DeFi hacks on Binance Smart Chain continue as ‘Impossible Finance’ drained for $500k
Impossible Finance suffered a $500,000 loss in the latest DeFi exploit.
A flash loan attack is a common type of DeFi exploits in which hackers take an uncollateralized loan from a lending protocol and through a series of technical maneuvers manipulate the market in their favor.
The attack on the Impossible Finance liquidity pool happened on June 21 and resulted in a loss of 229.84 Ethereum (ETH), valued $500.000 at the time of the exploit.
By using a fake token, hackers launched a flash loan attack to exhaust the protocol’s liquidity pool.
Auditing service WatchPug explained that the attack involved consecutive swaps at about the same price, draining the liquidity pool, “which is usually impossible.”
At 4 AM UTC, Jun 21, $0.5M was stolen from Impossible Finance.
The hacker made multiple swaps in a row at about the same price and drained the LP, which is usually impossible.
How does Impossible Finance make the impossible possible?
Read our analysis:https://t.co/3r0p1dOFWz
— WatchPug (@WatchPug_) June 21, 2021
A vulnerability in the pool’s smart contract enabled multiple swaps of the protocol’s native Impossible Finance token (IF) to Binance USD stablecoin (BUSD) and then to the native coin of Binance Chain, Binance Coin (BNB).

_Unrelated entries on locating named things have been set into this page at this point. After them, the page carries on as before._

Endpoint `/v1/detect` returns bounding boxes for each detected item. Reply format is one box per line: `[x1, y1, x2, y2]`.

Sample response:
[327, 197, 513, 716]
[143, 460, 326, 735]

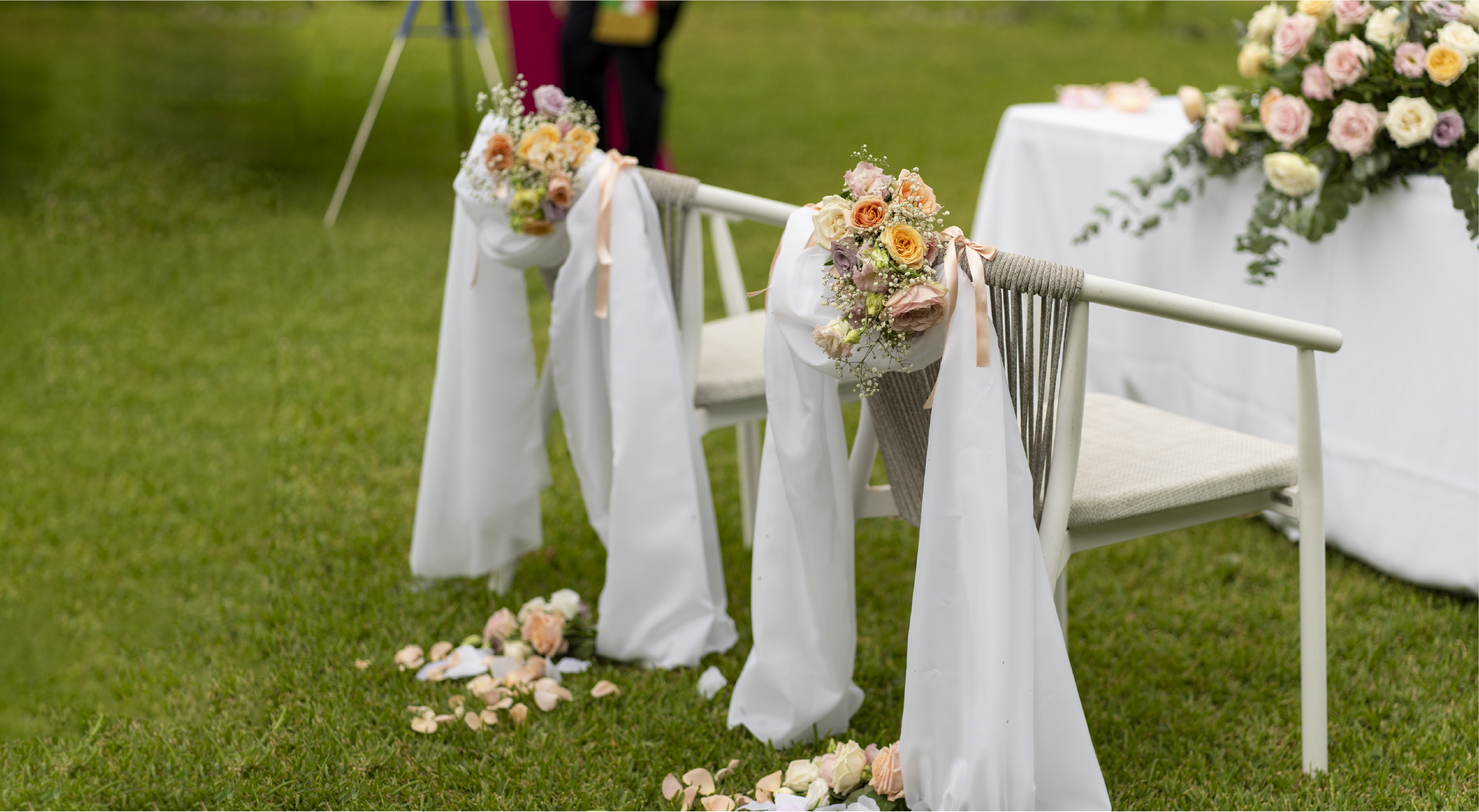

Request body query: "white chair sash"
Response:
[411, 115, 569, 589]
[550, 154, 738, 668]
[899, 257, 1109, 809]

According to Mudit Gupta, a core developer of SushiSwap, the hack design wasn’t that innovative, and it exploiting a similar vulnerability as the recent attack on BurgerSwap protocol, also built on the Binance Smart Chain, in which $7.2 million was stolen.

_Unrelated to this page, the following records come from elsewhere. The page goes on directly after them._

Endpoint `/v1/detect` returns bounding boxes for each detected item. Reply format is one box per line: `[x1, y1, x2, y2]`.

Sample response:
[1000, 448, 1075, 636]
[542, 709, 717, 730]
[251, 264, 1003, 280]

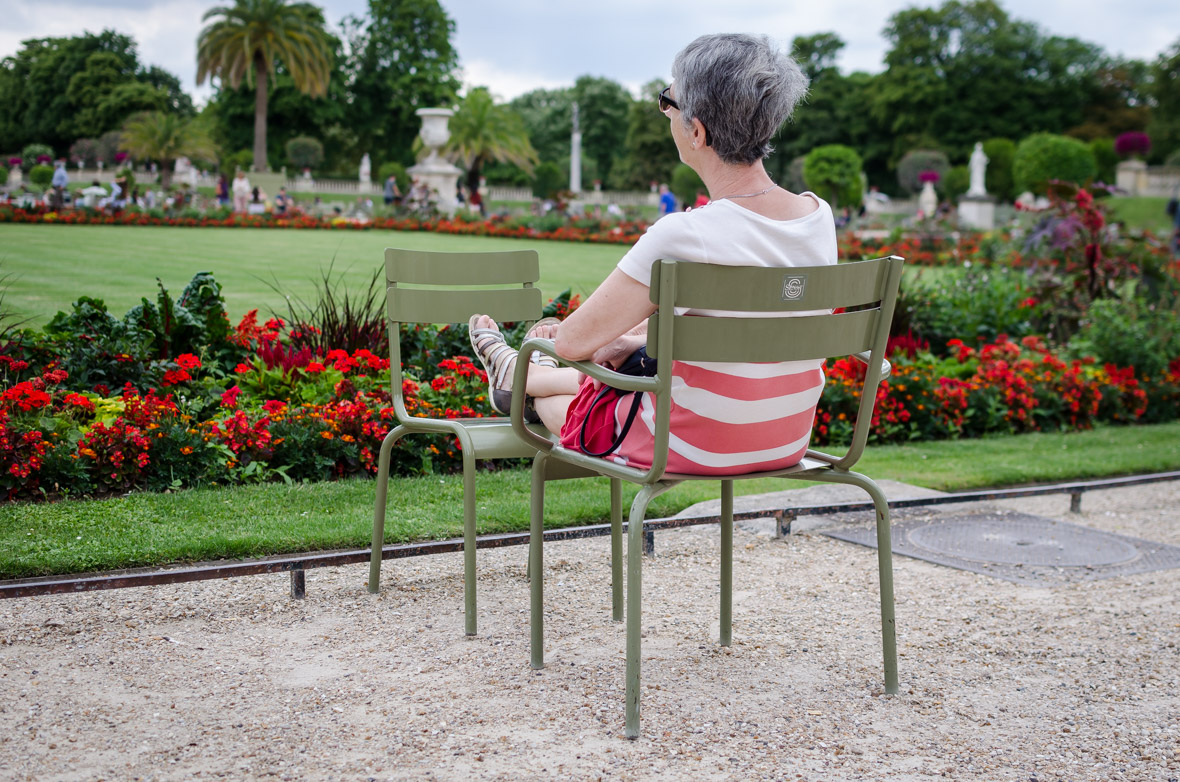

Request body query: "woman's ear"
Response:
[691, 117, 712, 149]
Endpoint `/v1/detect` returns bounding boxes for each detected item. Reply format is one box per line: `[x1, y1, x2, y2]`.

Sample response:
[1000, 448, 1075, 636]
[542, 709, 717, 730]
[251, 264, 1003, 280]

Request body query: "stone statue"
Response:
[966, 142, 988, 198]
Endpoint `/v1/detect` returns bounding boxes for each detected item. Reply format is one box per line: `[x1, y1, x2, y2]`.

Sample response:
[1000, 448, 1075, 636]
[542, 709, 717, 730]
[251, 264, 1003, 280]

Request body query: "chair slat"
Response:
[385, 248, 540, 285]
[653, 258, 891, 313]
[386, 288, 543, 323]
[648, 309, 880, 363]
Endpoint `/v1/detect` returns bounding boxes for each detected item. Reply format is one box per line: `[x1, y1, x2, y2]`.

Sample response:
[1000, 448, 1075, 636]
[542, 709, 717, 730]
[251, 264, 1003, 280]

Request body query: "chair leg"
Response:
[463, 448, 478, 636]
[369, 426, 406, 594]
[807, 472, 898, 695]
[623, 484, 675, 738]
[610, 478, 623, 622]
[721, 480, 734, 646]
[529, 454, 548, 670]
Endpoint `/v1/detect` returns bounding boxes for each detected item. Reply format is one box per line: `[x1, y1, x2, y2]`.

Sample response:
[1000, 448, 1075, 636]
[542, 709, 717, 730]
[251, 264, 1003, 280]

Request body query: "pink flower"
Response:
[222, 386, 242, 409]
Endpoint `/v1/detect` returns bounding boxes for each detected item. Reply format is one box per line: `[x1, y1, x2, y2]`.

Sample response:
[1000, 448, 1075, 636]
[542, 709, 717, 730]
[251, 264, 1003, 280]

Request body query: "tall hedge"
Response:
[1012, 133, 1099, 195]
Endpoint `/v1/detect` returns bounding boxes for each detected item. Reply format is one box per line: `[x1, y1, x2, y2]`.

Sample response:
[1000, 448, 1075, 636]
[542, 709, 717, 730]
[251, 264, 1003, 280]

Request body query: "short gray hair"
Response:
[671, 33, 807, 165]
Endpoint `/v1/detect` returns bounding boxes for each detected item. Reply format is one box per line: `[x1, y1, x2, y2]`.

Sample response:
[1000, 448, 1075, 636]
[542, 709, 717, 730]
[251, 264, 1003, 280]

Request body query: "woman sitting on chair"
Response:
[471, 34, 837, 475]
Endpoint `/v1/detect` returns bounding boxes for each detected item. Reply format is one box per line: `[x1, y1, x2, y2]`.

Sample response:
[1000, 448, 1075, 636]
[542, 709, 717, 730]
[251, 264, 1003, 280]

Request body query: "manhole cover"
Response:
[910, 515, 1139, 567]
[822, 511, 1180, 586]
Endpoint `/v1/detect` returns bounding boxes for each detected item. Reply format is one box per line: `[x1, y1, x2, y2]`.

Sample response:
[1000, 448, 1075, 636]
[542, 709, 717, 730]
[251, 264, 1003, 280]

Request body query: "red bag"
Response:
[562, 375, 625, 455]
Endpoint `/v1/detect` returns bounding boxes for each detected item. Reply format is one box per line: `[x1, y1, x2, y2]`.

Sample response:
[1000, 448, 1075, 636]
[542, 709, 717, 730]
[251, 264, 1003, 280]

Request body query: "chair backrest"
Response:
[385, 248, 543, 420]
[648, 256, 904, 469]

Impossible finance got exploited today for $500k.https://t.co/mzCPRluOjn
Same exploit as the burger swap one:https://t.co/3PkVtn7Hi7
If the original project gets hacked, why don't the forks react?
— Mudit Gupta (@Mudit__Gupta) June 21, 2021
Impossible Finance published a report on the incident through the official announcement channel and said it had prepared an insurance fund.
The project announced all user funds deposited into liquidity pools prior to the attack will be 100% compensated, meanwhile, all liquidity pool rewards are paused and users are advised not to add or withdraw funds for IF/BUSD and IF/BNB pairs.
Copycat? Serial? The space is yet to profile all the DeFi predators out there.